Sometimes I am given feedback from the primary student. While reading “The Whale Child,” she told me that the story made her and her mother cry. This did not surprise me because the book addresses many environmental challenges (quite bluntly) that we are facing on our planet today, and the story is told from a Coast Salish point of view (main character and author). I was glad that she was having the opportunity to discuss the issues with her mother while they read.
Knowing that the books are supporting family relationships, friend relationships and relationship with place, makes me feel like our inquiry made a difference and will continue to as long as the books continue to be read and loved.
Reflections/Advice: I want to thank the NOIIE for their grant. This has supported our school which is given less funds from the government due to our low enrolment. The students have shown a greater interest in their Library Learning Commons books this year, and the grant money has been a part of this change.

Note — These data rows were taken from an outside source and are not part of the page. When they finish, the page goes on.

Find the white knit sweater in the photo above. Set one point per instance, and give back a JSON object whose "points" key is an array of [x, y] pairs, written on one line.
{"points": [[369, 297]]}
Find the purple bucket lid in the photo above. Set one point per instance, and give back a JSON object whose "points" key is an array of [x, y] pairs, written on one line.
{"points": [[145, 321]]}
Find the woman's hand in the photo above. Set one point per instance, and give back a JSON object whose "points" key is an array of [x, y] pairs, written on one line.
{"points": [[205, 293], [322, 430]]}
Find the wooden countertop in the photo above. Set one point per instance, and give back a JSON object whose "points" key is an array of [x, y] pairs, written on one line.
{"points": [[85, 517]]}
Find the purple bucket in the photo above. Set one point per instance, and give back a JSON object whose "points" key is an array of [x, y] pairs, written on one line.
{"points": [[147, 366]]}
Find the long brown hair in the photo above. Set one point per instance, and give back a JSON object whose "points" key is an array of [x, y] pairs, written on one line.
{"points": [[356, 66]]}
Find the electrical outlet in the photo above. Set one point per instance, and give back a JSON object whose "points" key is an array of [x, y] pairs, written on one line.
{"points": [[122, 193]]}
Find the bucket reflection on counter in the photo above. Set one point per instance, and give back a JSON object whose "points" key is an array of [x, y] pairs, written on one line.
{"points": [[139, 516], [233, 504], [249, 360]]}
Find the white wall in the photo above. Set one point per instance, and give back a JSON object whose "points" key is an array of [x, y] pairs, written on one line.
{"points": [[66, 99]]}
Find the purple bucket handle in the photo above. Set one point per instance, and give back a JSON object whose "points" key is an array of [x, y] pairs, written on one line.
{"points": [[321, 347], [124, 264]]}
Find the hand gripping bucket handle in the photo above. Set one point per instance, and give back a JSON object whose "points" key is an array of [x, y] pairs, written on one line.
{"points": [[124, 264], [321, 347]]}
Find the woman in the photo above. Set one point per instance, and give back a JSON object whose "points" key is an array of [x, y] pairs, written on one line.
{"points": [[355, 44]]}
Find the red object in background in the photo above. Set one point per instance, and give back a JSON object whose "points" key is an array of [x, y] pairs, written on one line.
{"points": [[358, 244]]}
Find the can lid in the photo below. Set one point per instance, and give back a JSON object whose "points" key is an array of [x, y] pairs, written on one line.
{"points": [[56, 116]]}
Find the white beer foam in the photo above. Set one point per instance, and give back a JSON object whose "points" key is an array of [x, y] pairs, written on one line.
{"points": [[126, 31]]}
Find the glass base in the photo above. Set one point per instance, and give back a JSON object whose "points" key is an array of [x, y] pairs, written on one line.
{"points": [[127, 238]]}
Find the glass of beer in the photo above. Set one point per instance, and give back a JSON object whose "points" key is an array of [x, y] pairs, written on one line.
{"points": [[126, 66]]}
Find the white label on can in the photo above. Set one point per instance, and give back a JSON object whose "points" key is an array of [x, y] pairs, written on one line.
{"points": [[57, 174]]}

Teachers need to have the support to figure out what books are in their Library Learning Commons. When teachers select a book for a classroom read aloud, students are more likely to seek that book out in the Learning Commons.
Seeking out relationships with Indigenous people who have a solid understanding of resources available, and being willing to have deep discussions about resource selection, is a very valuable professional development.
This has been a challenging inquiry because I have been at three schools, and I am doing this inquiry for the school that I am only there two days a week. Communicating with staff and students on a regular basis has made this a more challenging inquiry. I am moving schools next year to be at only one location.